The goat was an incredibly swift animal that basically flew across the earth. Enraged by the ram, he charged into battle with alarming speed, breaking the ram’s horns, its symbols of power. The ram represents the Medo-Persian Empire; the goat is Greece; and the notable horn represents Greece’s powerful ruler, Alexander the Great.

In June 323 BC, at merely 32 years of age, Alexander died exactly as Daniel prophesied: “The male goat grew very great; but when he became strong, the large horn was broken” (v. 8). Alexander’s vast empire was divided among his four generals: the “four notable [horns that] came up toward the four winds of heaven” (v. 8). Two of these generals are historically famous: Ptolemy, who ruled Egypt and part of North Africa, and Seleucus, who ruled a vast empire that stretched from Asia Minor to modern India.

Then a little horn appears. This is Antiochus IV, also known as Antiochus Epiphanes: “A little horn . . . grew exceedingly great toward the south [Egypt/Ptolemaic Kingdom] . . . and toward the Glorious Land [Israel]” (v. 9).

Antiochus savagely attacked the Jewish people and desecrated the Temple in Jerusalem by sacrificing a female pig on the altar and erecting an image of himself in the holy of holies. He also sent squads of soldiers throughout the length and breadth of Israel, trying to force God’s people to embrace his Hellenistic mandates in order to assimilate the Jews and destroy the practice of Judaism. Antiochus was so cruel and ruthless that he is considered a type of the Antichrist.

His onslaught met resistance at the town of Modi’in, where Judah Maccabee and his family led a rebellion against the forces of paganism. They recaptured the Temple in 164 BC; and Temple worship was reinstituted on the 25th of Kislev, which became the Feast of Dedication (Jn. 10:22). Today it is celebrated for eight days as Hanukkah.

Triumph over the Seleucids was a tremendous victory. The God of Israel provided deliverance over Antiochus and thus preserved the Jewish people, the Jewish religion, and the Messianic line through which our Savior had to come.

The victory back then against all odds also assures us that God ultimately will vanquish Satan and sin completely, just as the Scriptures promise.

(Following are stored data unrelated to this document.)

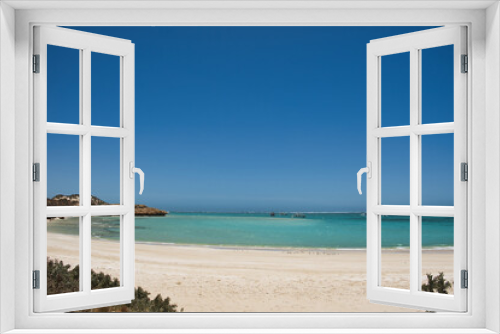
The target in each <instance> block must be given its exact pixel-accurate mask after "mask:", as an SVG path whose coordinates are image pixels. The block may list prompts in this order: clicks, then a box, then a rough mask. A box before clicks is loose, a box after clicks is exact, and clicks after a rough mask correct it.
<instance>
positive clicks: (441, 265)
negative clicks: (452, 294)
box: [421, 217, 454, 295]
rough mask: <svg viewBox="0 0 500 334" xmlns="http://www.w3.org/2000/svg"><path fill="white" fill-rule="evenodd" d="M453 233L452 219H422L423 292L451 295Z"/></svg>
mask: <svg viewBox="0 0 500 334" xmlns="http://www.w3.org/2000/svg"><path fill="white" fill-rule="evenodd" d="M453 231H454V220H453V217H422V286H421V289H422V290H423V291H428V292H436V293H446V294H450V295H452V294H453V284H454V277H453V237H454V233H453ZM441 274H442V275H441Z"/></svg>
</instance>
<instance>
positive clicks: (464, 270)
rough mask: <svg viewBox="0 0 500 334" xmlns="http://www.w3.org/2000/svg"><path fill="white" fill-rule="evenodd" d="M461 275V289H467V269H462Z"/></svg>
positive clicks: (467, 277) (468, 279)
mask: <svg viewBox="0 0 500 334" xmlns="http://www.w3.org/2000/svg"><path fill="white" fill-rule="evenodd" d="M461 276H462V284H461V286H462V289H468V288H469V272H468V271H467V270H462V272H461Z"/></svg>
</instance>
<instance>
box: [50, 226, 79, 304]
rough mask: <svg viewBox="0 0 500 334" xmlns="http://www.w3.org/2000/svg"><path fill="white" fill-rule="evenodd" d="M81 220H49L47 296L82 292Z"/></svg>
mask: <svg viewBox="0 0 500 334" xmlns="http://www.w3.org/2000/svg"><path fill="white" fill-rule="evenodd" d="M80 219H81V218H79V217H62V218H47V294H48V295H54V294H60V293H67V292H76V291H81V289H80V274H79V272H80V270H79V264H80Z"/></svg>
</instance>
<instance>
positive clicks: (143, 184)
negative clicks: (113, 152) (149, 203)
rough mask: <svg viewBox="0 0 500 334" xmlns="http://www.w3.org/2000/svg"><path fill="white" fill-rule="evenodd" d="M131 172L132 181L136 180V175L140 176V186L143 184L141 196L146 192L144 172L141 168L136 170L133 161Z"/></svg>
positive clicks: (139, 168) (129, 166)
mask: <svg viewBox="0 0 500 334" xmlns="http://www.w3.org/2000/svg"><path fill="white" fill-rule="evenodd" d="M129 171H130V178H131V179H133V178H134V173H137V174H139V177H140V184H141V190H140V191H139V195H142V192H143V191H144V172H143V171H142V169H140V168H135V167H134V162H133V161H130V163H129Z"/></svg>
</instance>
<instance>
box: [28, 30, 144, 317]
mask: <svg viewBox="0 0 500 334" xmlns="http://www.w3.org/2000/svg"><path fill="white" fill-rule="evenodd" d="M48 46H50V47H52V46H57V47H62V48H67V49H71V50H72V51H75V52H77V53H79V71H80V74H79V91H80V93H79V106H80V107H79V115H80V121H79V123H78V124H66V123H51V122H47V107H48V106H47V91H48V89H47V84H48V82H47V73H48V71H47V57H48V56H50V54H49V55H48V52H47V50H48ZM33 53H34V56H33V91H34V157H33V158H34V160H33V161H34V182H33V189H34V268H33V269H34V271H33V292H34V310H35V312H66V311H73V310H82V309H90V308H95V307H103V306H111V305H119V304H127V303H130V301H131V300H132V299H134V286H135V282H134V280H135V278H134V242H135V241H134V239H135V236H134V206H135V194H134V192H135V189H134V179H133V177H134V174H133V172H131V170H132V171H133V170H134V145H135V141H134V44H132V43H131V42H130V41H128V40H123V39H118V38H112V37H107V36H100V35H96V34H91V33H85V32H80V31H76V30H71V29H63V28H57V27H45V26H41V27H35V28H34V52H33ZM92 53H100V54H106V55H113V56H117V57H118V58H119V80H120V93H119V100H120V103H119V104H120V107H119V108H120V116H119V118H120V119H119V125H117V126H116V127H107V126H94V125H92V124H93V123H91V104H90V103H91V66H92V61H91V59H92V57H91V56H92ZM118 58H117V59H118ZM60 66H65V64H64V63H61V64H60ZM57 70H60V71H63V72H64V71H65V69H64V68H61V69H57ZM48 134H62V135H68V136H67V137H69V135H72V136H73V137H72V138H75V139H76V138H78V139H77V142H78V140H79V147H76V151H78V152H79V156H80V158H79V171H80V172H79V175H76V178H79V185H80V186H79V189H80V190H79V205H78V204H77V205H75V206H47V136H48ZM61 137H63V136H61ZM102 137H107V138H117V142H118V141H119V142H120V148H119V151H120V152H119V157H120V158H119V159H120V166H119V167H118V166H112V167H110V168H116V170H115V171H113V172H116V173H117V174H116V175H119V177H120V203H118V204H114V205H99V206H97V205H92V204H93V203H92V202H91V199H92V198H91V195H93V194H92V192H91V185H92V182H91V177H92V175H91V174H92V173H91V161H90V159H91V151H92V147H91V143H92V140H91V139H93V138H102ZM117 154H118V153H117ZM94 204H95V203H94ZM95 216H109V217H113V219H115V221H117V222H118V224H119V228H120V231H119V241H120V242H119V246H118V248H119V257H120V259H119V269H117V270H118V273H117V274H116V275H113V277H116V276H119V280H120V284H119V285H118V286H115V287H112V288H100V287H93V284H94V283H95V282H94V283H93V282H91V268H93V266H92V263H91V260H92V257H91V254H92V249H91V248H92V241H91V240H92V239H91V233H92V231H91V223H92V219H93V217H95ZM52 217H71V219H73V221H75V222H76V224H78V226H79V227H78V228H79V247H78V246H76V248H77V249H78V248H79V263H78V264H79V277H78V278H77V282H78V283H77V284H76V285H79V286H76V287H75V286H73V287H69V288H70V289H72V290H71V291H65V293H54V291H52V292H50V291H48V287H47V256H48V254H47V246H48V243H47V225H48V223H47V220H48V219H49V218H52ZM62 255H64V254H62ZM59 260H61V259H59ZM117 278H118V277H117ZM63 280H64V277H63ZM62 284H64V281H63V282H62Z"/></svg>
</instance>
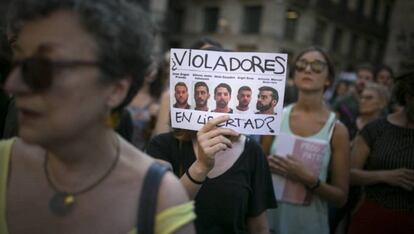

This year, the 25th of Kislev begins at sundown on December 18, when Jewish people will light the first Hanukkah candle. Six days later, on Christmas Eve, Christians will begin celebrating the greater significance of that wonderful Jewish victory: God became man to redeem us from sin. And for all eternity, the Jewish Messiah of Israel shall be humanity’s only hope for all time.

3 thoughts on “The Hope for All Time

  1. Thank you, love how you show history as being linear having a beginning point and a ending point. Not an endless circle going round and round.
    And truly Jesus is the center of it all.